Still, this is a family. And even in their dysfunction, such clans can be among the most loving.

But this isn’t your average dysfunctional family play. In fact, it’s hard to neatly categorize. Feiffer’s piece is part love letter to the theater and part criticism of its tendency to play it “safe,” staging easy to digest plays at the expense of meaty works. Feiffer’s dramady is also part absurdist, part tragic and even cruel, but always entertaining.

This much is certain: Feiffer isn’t interested in making you feel good or comfortable. For instance, there's no happy, neat ending or denouement. There’s a sentimental scene toward the end featuring a weakened, ailing David who’s just suffered a stroke. Slowly, he walks toward Ella, now a confident artist at a downtown black box theater. To the tune of "Somewhere," dad sings apologetically for basically having been a rotten father. We sense forgiveness is forthcoming.

But Ella’s almost unthinkable reaction should leave you aghast. Apparently, sometimes there isn’t a place for a shred of kindness or human decency.

Still, if Feiffer is out to depict with unflinching honesty how cruel people can be, the author also writes with insight and sensitivity.

GableStage’s producing artistic director, Joseph Adler, has staged this play with equal emphasis on its light and dark aspects.

Sure, there are moments that could use improvement. For instance, when David tells his daughter about his childhood, one of the things he mentions is how cheap it was to secure a front row seat to a Broadway show. Ella (Rebecca Behrens) could register more surprise.

But Behrens mostly shines in this role.

The first act is basically one long monologue by David (a fine Tom Aulino). While Behrens speaks mostly short sentences during the monologue, her telling facial and body postures are appropriate. They include wide, excited, eyes, sitting still and attentively, looking up in admiration to her father, looking lost and forlorn and pleading non-verbally with dad.

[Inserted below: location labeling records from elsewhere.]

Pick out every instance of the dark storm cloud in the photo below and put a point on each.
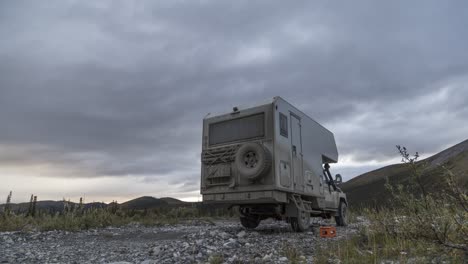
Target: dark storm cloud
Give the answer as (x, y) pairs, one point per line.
(120, 87)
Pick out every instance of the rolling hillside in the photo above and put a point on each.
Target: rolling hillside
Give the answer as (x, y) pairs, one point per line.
(368, 188)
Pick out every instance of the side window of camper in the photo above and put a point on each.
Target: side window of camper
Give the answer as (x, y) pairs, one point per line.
(283, 125)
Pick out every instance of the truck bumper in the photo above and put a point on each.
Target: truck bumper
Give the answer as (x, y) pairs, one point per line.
(247, 197)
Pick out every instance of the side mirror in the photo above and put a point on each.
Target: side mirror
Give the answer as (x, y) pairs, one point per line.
(338, 179)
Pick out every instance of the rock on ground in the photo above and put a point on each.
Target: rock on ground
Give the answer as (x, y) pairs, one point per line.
(182, 243)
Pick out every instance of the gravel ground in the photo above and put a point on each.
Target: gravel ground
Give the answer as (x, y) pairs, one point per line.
(191, 242)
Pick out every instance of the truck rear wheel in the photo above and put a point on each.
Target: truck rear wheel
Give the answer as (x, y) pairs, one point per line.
(301, 222)
(249, 222)
(341, 219)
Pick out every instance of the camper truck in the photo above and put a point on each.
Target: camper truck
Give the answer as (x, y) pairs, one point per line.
(271, 161)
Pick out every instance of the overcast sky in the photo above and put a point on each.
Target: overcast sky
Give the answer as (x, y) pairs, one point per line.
(105, 99)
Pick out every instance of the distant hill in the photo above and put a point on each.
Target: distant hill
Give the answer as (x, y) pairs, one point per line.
(141, 203)
(369, 188)
(144, 202)
(173, 201)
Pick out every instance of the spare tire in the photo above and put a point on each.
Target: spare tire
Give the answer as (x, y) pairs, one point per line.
(253, 161)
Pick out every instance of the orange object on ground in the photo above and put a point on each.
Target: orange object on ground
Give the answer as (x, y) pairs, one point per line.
(327, 231)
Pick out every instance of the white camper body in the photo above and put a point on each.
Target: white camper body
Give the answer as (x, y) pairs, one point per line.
(272, 161)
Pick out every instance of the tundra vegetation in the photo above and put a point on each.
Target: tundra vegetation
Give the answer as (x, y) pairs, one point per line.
(75, 216)
(417, 225)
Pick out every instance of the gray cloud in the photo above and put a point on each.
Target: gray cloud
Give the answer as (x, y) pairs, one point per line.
(118, 88)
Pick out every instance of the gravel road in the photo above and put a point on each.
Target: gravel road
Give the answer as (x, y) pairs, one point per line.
(190, 242)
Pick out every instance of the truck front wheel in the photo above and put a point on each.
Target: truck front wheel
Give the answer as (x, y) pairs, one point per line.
(249, 222)
(301, 222)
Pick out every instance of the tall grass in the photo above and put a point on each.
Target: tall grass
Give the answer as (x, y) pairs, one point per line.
(417, 226)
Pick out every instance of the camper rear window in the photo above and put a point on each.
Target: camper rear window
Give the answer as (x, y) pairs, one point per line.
(248, 127)
(283, 125)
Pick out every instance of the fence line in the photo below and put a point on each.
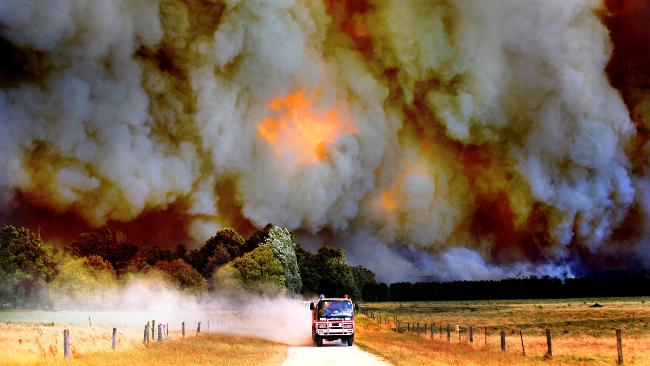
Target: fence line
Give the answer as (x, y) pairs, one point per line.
(415, 328)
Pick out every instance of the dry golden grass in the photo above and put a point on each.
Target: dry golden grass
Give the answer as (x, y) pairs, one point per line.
(581, 335)
(43, 345)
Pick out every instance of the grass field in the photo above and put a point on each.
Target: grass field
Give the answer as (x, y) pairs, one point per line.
(582, 334)
(23, 344)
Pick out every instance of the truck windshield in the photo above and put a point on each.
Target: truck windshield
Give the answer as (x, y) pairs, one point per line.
(334, 309)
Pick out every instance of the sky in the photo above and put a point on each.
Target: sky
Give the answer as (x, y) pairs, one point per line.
(442, 139)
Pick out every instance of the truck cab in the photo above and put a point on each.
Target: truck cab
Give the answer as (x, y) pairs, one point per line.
(332, 319)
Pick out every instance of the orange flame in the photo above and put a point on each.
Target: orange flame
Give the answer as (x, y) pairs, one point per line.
(298, 131)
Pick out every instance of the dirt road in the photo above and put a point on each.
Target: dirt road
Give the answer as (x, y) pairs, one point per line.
(333, 353)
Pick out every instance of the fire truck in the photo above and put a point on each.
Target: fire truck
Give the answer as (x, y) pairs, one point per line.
(332, 319)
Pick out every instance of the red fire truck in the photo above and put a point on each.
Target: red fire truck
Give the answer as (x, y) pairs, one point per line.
(332, 319)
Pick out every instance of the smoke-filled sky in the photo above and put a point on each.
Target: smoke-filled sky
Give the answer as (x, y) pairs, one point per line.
(453, 139)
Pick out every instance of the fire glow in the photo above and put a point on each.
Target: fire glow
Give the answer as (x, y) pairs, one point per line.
(300, 132)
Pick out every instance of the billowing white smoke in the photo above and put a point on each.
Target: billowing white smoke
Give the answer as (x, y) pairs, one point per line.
(137, 104)
(138, 301)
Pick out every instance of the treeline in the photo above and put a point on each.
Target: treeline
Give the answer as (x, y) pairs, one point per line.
(506, 289)
(33, 272)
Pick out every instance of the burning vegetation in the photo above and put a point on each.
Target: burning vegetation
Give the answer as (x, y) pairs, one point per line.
(453, 139)
(38, 275)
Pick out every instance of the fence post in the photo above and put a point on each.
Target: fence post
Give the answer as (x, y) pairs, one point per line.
(619, 346)
(549, 345)
(485, 337)
(66, 344)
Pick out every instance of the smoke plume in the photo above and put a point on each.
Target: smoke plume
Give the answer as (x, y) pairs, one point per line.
(501, 136)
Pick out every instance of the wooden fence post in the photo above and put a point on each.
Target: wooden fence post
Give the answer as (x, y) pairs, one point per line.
(66, 344)
(549, 344)
(485, 337)
(619, 346)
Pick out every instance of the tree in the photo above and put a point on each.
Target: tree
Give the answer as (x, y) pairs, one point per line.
(309, 270)
(226, 245)
(183, 275)
(281, 242)
(26, 265)
(112, 247)
(260, 269)
(83, 281)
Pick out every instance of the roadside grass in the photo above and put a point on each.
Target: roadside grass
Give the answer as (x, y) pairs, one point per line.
(582, 335)
(92, 347)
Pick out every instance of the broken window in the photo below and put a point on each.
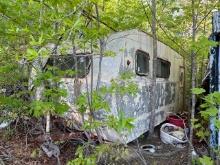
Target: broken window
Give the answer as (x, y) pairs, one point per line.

During the second act, Ella seems like a different person. Gone is the nervous, giddy, girlish Ella. Behrens has replaced her with a confident, commanding, assured artist.

Meanwhile, Aulino offers a tour-de-force performance.

One gets the sense the actor is being careful not to immediately turn David into a ferocious man. If he did, it would make more sense for Behrens to fear David, rather than love him and desire love back.

Perhaps with this in mind, Aulino, at first, exudes some charm and gives us a curmudgeonly kind of David, complete with a scratchy type voice. But make no mistake: The actor slowly, but surely, builds intensity, until David is a man with whom you don’t want to mess. He’s an impulsive, explosive and even more bitterly sarcastic man. Moreover, he's thoroughly ashamed at his daughter, whom he believes has embarrassed him, his profession and the American theater.

In the second act, Aulino acts and appears a bit too sturdy. We need to see more fragility and vulnerability as he approaches his daughter. It would enhance the tragic element of the play.

With all the drug use, smoking (the actors use herbal cigarettes) and chugging liquor with abandon, it’s easy to leave the theater with this thought: I’m, indeed, gonna pray for these people so hard.

In today’s world, our society could surely use the prayers.